Sixty years after Dr. Martin Luther King delivered his “I Have A Dream” speech on the steps of the Lincoln Memorial, a lot more work has to take place for true equality.
Niagara Falls community leaders and residents took the time to reflect on that struggle by commemorating the anniversary of the March on Washington for Jobs and Freedom. Copies of the original March on Washington signs were hung around the Niagara Falls Amtrak station’s event space.
The ceremony was put on by Niagara University’s Rose Bente Lee Ostapenko Center for Race, Equity & Mission, with director Roland Ward leading. About 90 people in attendance listened to 14 speakers talk about what has been achieved and what remains to be done.
The March on Washington took place on Aug. 28, 1963 on the National Mall and is best remembered as where Dr. King delivered his iconic speech. More than 250,000 were in attendance demonstrating for federal action on civil rights. It would lead to the Civil Rights Act of 1964 and the Voting Rights Act of 1965.

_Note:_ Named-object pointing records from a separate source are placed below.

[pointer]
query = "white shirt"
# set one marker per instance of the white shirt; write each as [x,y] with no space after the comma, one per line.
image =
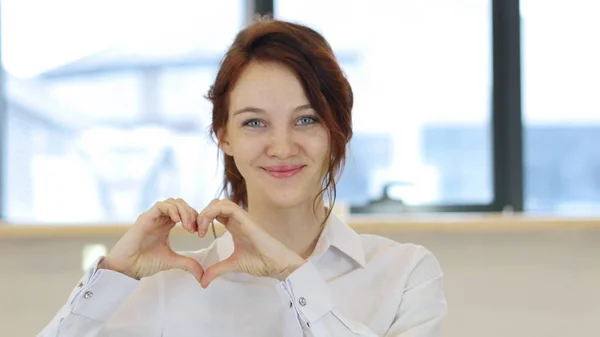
[353,285]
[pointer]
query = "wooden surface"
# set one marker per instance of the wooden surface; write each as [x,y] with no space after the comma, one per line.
[491,222]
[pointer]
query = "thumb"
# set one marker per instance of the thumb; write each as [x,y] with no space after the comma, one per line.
[188,264]
[216,270]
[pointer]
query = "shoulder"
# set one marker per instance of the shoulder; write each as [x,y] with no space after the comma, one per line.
[408,259]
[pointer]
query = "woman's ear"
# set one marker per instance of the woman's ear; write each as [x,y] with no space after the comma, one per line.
[224,141]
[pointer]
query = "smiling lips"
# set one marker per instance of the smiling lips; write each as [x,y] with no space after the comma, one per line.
[283,171]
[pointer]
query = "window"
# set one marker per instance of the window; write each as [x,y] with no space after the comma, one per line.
[105,107]
[422,76]
[561,105]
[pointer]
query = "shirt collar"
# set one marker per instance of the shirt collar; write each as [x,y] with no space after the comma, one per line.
[336,234]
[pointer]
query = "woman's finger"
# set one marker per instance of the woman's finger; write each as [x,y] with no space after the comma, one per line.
[166,209]
[188,264]
[186,220]
[203,220]
[192,214]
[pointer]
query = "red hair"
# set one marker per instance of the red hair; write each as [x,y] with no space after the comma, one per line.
[311,58]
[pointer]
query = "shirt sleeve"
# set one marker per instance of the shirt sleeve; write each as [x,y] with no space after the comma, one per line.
[97,297]
[420,313]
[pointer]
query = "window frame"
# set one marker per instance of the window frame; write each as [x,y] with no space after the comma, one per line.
[506,119]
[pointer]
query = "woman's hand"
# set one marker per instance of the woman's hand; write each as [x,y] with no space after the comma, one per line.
[144,250]
[255,251]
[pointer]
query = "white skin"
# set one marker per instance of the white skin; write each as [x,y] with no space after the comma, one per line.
[270,124]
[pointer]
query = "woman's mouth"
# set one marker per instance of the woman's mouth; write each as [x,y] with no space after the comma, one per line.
[283,171]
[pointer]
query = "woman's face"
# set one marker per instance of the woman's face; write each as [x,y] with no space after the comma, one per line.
[275,137]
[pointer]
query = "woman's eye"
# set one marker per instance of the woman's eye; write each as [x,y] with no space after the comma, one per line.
[307,120]
[254,123]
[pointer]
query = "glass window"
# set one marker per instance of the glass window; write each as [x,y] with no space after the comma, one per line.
[561,105]
[105,105]
[421,73]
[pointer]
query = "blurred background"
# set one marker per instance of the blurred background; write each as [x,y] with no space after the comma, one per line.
[462,107]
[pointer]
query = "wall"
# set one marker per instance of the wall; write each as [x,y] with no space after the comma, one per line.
[531,284]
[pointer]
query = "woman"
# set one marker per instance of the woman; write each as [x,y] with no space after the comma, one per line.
[286,266]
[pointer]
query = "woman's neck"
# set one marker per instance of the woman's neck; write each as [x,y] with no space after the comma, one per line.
[297,227]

“I felt like today was an opportunity for those who are 60 years out from the first March on Washington to report back,” Ward said.
Ward was reminded of King’s words about it being fatal to overlook the urgency of the moment, as minorities still face various forms of discrimination and violence. This past weekend saw three Black people killed at a Jacksonville, Florida Dollar General store in what is believed to be a racially motivated shooting spree.
“This summer, someone asked me if progress has been made,” Ward said. “The world doesn’t look like the world of the 1960s. The core issues of then, the civil rights movement, economic security and educational access are still present.”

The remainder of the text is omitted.